Meeting Your Fluid And Energy Requirements On Race Day
Eating and drinking during longer events (and training sessions) is essential to keep your muscles fueled and your sweating mechanism functioning to avoid over-heating. Practising this during training (at race pace) is equally essential, as it prepares you both physiologically and psychologically for the task at hand come race day. If you don’t practice this in training, and then try to do it on race day, you are bound for disaster.
During sprint and Olympic-distance triathlons it’s not necessary to eat solid foods (e.g. sports bars), but you may choose to do so. These events are typically conducted at a very high intensity (at or above your anaerobic threshold). It’s therefore often easier to rely on sports drinks or sports gels (and water), in order to meet your nutrition and hydration requirements during shorter events.
However, once you step up to longer events where, you’re competing for three-to-10 plus hours, physically eating to offset the feelings of hunger becomes more common practice. For the unprepared or poorly informed it can also be a recipe for disaster.
The amount of carbohydrate required will vary depending on the size of the athlete and distance being raced. With half iron-distance events aim at consuming between 40-to-60 grams of CHO per hour – smaller female athletes will get away with lower levels of ingestion. As you get out to iron-distance CHO intake increases to around one-to-1.5-grams per kilogram of optimal body weight.
I say optimal body weight, that is, if you should weigh 70-kilograms and are 10-kilograms overweight, and then try to ingest 80-grams of CHO an hour, you’ll end up in all sorts of trouble with stomach complaints. To put you in the ballpark, the upper limits of CHO consumption are 70-to-100 grams per hour; beyond this, the gut simply won’t clear faster enough, then will close down and you’ll end up with stomach problems.
Even at these levels of consumption you will need to have practised it in training over the weeks coming into the event – and at race pace.
Most athletes will be able to achieve these goals on the bike. It is hard to eat while you swim – in case you hadn’t noticed – so once you hit the bike start eating/drinking immediately. As the gut is relatively stable on the bike, compared to jiggling around on the run. Consider using white bread sandwiches (no margarine, butter or crusts), fruit bars, sports bars, bananas and sports gels.
The keys are;
- to have practiced your race day menu in training at race pace
- make sure you’re meeting your CHO needs
- be conscious to consume adequate fluid
Once the run rolls around, it becomes a little more challenging to meet your CHO needs largely because of the jiggling factor aforementioned. Your ideal scenario for the run is to stay with appropriately formulated sports drinks and gels. They offer the fluid, CHO and electrolytes necessary to fuel your performance, whereas solid food can pose some problems if the concentration of energy in the stomach gets too high, which can cause it to close down, resulting in stomach problems. Remember, just because something is in your stomach it doesn’t mean your body has processed it.

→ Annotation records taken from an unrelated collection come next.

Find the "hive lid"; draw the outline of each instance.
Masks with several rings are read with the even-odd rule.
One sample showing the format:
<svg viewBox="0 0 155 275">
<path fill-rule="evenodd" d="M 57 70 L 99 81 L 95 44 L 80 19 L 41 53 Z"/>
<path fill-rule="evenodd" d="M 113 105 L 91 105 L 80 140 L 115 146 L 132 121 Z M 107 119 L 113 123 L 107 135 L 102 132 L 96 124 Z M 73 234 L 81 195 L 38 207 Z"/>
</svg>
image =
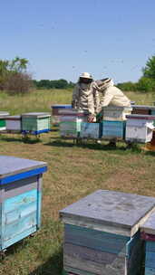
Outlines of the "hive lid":
<svg viewBox="0 0 155 275">
<path fill-rule="evenodd" d="M 149 105 L 133 105 L 133 109 L 155 109 L 155 106 L 149 106 Z"/>
<path fill-rule="evenodd" d="M 72 105 L 71 104 L 54 104 L 52 105 L 51 108 L 55 108 L 55 109 L 72 109 Z"/>
<path fill-rule="evenodd" d="M 87 110 L 82 109 L 60 109 L 59 114 L 64 116 L 78 116 L 78 115 L 88 115 Z"/>
<path fill-rule="evenodd" d="M 155 209 L 155 198 L 98 190 L 60 211 L 65 223 L 132 236 Z"/>
<path fill-rule="evenodd" d="M 45 162 L 0 156 L 0 181 L 15 174 L 47 166 Z"/>
<path fill-rule="evenodd" d="M 155 234 L 155 212 L 150 214 L 147 221 L 140 226 L 140 231 L 149 234 Z"/>
<path fill-rule="evenodd" d="M 21 119 L 20 115 L 7 116 L 7 118 L 5 119 L 5 120 L 18 120 L 18 119 Z"/>
<path fill-rule="evenodd" d="M 155 116 L 151 115 L 137 115 L 137 114 L 132 114 L 132 115 L 127 115 L 127 119 L 146 119 L 146 120 L 155 120 Z"/>
<path fill-rule="evenodd" d="M 9 116 L 9 112 L 0 111 L 0 119 L 4 119 L 6 116 Z"/>
<path fill-rule="evenodd" d="M 32 113 L 24 113 L 22 114 L 22 117 L 27 117 L 27 118 L 49 118 L 51 117 L 51 114 L 48 112 L 32 112 Z"/>
</svg>

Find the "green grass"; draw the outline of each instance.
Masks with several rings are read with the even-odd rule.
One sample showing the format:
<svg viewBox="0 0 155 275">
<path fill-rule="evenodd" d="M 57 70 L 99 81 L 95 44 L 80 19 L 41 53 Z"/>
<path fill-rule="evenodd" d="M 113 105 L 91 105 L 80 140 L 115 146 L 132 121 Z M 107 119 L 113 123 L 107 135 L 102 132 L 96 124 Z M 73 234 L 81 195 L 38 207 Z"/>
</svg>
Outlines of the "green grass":
<svg viewBox="0 0 155 275">
<path fill-rule="evenodd" d="M 152 95 L 128 93 L 136 103 L 150 104 Z M 71 91 L 39 90 L 20 97 L 0 94 L 1 110 L 11 114 L 51 111 L 52 104 L 70 103 Z M 97 189 L 118 190 L 155 196 L 155 153 L 141 146 L 125 150 L 119 143 L 111 149 L 89 142 L 74 146 L 59 138 L 59 132 L 44 134 L 24 143 L 20 135 L 1 135 L 0 154 L 46 161 L 44 175 L 42 228 L 6 251 L 0 275 L 60 275 L 63 268 L 63 224 L 59 210 Z"/>
</svg>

Use your training sessions to practise your race-day plan. Try to match your fluid losses against your hydration plan, but don’t over do it. Recent scientific research suggests that ironman competitors drink more than they need, particularly those athletes taking longer to complete the event and/or competing in cooler environments and this can result in the potentially fatal malady hyponatremia or low plasma sodium.

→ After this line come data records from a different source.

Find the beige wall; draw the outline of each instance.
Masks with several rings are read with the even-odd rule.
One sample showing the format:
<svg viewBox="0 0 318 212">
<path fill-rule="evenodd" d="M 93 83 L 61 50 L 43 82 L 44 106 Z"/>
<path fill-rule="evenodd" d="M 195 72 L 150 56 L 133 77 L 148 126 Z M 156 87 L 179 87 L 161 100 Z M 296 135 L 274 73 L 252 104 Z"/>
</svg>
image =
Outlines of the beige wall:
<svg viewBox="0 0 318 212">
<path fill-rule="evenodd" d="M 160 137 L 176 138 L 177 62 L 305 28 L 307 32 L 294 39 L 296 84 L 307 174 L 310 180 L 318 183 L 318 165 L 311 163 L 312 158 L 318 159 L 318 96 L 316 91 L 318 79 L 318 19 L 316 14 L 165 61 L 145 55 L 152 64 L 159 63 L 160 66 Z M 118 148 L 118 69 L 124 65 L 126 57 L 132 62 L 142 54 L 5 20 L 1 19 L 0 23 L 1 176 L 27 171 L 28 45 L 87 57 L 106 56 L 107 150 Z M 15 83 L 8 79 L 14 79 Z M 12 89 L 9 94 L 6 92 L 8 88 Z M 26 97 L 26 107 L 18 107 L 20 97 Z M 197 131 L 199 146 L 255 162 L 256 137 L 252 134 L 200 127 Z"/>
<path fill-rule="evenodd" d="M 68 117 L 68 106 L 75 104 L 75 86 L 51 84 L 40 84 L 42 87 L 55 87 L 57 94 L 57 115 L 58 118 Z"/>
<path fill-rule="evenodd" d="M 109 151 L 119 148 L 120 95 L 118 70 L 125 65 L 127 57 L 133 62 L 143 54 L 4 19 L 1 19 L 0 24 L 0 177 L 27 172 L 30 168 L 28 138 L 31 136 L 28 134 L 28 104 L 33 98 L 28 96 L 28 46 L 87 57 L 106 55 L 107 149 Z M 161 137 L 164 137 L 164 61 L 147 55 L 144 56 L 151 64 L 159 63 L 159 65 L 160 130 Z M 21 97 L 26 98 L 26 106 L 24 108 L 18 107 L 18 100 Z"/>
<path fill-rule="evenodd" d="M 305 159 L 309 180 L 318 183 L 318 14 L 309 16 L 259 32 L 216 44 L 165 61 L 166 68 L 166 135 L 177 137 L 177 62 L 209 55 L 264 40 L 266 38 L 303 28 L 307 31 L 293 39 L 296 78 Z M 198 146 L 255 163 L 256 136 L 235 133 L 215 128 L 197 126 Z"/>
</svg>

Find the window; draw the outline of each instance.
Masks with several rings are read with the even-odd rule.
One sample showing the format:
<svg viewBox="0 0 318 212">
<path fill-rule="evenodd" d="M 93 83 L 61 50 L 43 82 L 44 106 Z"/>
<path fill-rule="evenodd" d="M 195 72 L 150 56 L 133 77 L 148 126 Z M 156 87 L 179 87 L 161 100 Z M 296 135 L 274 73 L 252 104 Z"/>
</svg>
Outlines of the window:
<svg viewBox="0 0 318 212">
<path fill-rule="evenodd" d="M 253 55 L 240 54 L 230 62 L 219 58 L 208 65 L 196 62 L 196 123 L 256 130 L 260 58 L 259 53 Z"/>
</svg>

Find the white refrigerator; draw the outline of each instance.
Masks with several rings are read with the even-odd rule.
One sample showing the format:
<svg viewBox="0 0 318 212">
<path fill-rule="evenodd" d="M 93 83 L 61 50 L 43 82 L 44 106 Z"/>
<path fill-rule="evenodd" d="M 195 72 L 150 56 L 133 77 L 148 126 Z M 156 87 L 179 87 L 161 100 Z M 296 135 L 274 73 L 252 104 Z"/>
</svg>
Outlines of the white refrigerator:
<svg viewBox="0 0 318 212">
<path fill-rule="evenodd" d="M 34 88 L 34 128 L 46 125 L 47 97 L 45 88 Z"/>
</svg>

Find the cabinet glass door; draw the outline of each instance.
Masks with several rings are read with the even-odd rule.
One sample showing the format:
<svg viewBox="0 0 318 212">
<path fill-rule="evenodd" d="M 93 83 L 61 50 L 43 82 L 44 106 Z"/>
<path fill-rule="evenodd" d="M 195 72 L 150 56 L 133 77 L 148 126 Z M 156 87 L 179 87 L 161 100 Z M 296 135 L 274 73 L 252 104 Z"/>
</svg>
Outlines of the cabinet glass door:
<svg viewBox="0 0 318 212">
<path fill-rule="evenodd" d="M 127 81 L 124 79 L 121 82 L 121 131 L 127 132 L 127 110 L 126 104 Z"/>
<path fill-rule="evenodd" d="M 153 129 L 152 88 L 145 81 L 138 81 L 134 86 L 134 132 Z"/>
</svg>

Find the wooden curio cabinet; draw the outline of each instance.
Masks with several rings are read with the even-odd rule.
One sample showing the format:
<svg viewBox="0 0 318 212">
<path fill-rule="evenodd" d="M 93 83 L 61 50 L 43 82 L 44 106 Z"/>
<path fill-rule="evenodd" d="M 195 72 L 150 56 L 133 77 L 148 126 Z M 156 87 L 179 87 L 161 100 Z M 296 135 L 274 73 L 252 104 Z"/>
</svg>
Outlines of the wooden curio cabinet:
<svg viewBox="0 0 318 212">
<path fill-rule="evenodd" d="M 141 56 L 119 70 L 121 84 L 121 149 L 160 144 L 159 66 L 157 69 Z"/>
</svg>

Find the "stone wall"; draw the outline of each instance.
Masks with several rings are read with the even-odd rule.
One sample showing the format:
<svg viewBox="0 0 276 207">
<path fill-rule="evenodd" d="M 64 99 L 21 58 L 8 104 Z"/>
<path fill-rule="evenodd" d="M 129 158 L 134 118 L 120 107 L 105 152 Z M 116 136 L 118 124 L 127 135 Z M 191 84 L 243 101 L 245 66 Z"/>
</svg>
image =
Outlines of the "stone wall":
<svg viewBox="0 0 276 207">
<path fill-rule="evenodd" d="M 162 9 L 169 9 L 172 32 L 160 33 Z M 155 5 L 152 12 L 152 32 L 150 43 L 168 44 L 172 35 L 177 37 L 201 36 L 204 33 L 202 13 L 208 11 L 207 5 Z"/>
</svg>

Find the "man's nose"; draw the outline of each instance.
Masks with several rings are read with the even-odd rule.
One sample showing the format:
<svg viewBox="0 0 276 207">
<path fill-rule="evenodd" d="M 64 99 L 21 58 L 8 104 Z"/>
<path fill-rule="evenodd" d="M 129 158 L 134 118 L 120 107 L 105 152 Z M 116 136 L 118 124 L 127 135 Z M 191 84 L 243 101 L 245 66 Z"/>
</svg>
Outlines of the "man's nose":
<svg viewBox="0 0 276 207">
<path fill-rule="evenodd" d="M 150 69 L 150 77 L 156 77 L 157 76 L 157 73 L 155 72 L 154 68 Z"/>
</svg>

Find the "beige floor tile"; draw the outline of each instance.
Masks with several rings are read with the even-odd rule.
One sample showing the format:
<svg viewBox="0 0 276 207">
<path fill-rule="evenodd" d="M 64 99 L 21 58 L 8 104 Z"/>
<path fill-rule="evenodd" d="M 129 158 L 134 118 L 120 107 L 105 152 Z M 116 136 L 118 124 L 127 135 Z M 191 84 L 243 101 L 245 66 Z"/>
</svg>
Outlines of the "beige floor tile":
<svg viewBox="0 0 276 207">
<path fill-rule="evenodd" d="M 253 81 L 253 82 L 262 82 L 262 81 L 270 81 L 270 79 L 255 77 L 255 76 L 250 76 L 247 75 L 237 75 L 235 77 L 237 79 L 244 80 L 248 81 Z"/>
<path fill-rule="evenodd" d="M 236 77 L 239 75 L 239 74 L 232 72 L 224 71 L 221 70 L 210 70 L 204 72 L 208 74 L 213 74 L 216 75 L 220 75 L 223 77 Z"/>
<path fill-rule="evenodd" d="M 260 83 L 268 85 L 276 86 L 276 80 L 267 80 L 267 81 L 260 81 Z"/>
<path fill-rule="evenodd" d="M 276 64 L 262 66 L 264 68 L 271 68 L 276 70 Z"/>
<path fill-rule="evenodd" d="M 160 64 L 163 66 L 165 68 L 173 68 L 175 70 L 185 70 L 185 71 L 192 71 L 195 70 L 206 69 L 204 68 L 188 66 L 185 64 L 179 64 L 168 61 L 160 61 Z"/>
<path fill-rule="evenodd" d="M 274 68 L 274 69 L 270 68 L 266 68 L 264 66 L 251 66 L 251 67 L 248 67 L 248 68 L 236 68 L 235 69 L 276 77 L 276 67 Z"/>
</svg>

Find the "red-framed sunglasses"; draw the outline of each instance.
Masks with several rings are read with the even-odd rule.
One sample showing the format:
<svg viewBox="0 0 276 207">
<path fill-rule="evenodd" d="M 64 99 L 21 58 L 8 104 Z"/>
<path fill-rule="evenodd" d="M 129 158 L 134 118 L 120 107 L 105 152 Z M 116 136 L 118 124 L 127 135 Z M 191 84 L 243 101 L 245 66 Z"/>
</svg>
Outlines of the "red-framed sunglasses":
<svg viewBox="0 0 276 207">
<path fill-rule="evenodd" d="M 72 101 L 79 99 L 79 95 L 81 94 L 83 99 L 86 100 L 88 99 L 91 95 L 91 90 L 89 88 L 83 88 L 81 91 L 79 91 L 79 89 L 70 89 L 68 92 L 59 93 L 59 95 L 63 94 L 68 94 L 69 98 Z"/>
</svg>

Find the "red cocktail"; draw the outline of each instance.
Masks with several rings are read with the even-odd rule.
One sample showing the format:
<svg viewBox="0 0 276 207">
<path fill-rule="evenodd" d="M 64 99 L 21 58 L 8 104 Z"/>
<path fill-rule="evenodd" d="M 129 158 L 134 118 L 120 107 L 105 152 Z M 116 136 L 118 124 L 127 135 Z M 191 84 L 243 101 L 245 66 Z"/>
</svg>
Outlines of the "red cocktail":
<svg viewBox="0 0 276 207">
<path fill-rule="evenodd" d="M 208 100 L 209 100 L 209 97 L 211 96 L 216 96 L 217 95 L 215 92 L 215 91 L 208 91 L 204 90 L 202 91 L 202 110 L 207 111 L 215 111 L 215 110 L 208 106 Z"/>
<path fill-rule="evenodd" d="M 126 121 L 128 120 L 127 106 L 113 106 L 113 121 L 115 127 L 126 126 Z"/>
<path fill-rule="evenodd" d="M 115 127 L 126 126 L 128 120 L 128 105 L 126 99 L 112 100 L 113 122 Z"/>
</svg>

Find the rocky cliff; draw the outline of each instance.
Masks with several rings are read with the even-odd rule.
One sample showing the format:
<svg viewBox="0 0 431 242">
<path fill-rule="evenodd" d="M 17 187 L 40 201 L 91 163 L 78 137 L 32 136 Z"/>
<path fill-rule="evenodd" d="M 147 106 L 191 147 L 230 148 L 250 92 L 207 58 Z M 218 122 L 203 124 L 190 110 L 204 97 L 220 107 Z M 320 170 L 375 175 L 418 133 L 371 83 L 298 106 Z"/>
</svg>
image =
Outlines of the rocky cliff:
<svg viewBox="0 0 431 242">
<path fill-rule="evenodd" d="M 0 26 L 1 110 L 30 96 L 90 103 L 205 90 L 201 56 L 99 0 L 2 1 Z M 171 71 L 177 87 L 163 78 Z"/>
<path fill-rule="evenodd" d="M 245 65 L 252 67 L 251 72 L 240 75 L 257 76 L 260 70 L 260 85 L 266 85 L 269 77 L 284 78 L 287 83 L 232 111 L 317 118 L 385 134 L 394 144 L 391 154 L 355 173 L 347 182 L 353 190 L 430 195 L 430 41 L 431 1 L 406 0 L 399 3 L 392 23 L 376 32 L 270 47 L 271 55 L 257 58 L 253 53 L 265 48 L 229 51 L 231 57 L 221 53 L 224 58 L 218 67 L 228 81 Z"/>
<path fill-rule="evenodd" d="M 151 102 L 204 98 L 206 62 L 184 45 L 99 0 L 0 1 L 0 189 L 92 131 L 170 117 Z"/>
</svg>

Sure, there’s a lot to know and the above speaks in generalities. This is because I’m trying to get the central message across to pre-plan! Those of you that wish to take this to the next level and remove the guesswork should engage the services of a well-versed sports dietitian and/or exercise physiologist, and work through this in a systematic and logical manner.
It will be money well spent and remove one of most common pitfalls experienced by triathletes competing at all distances.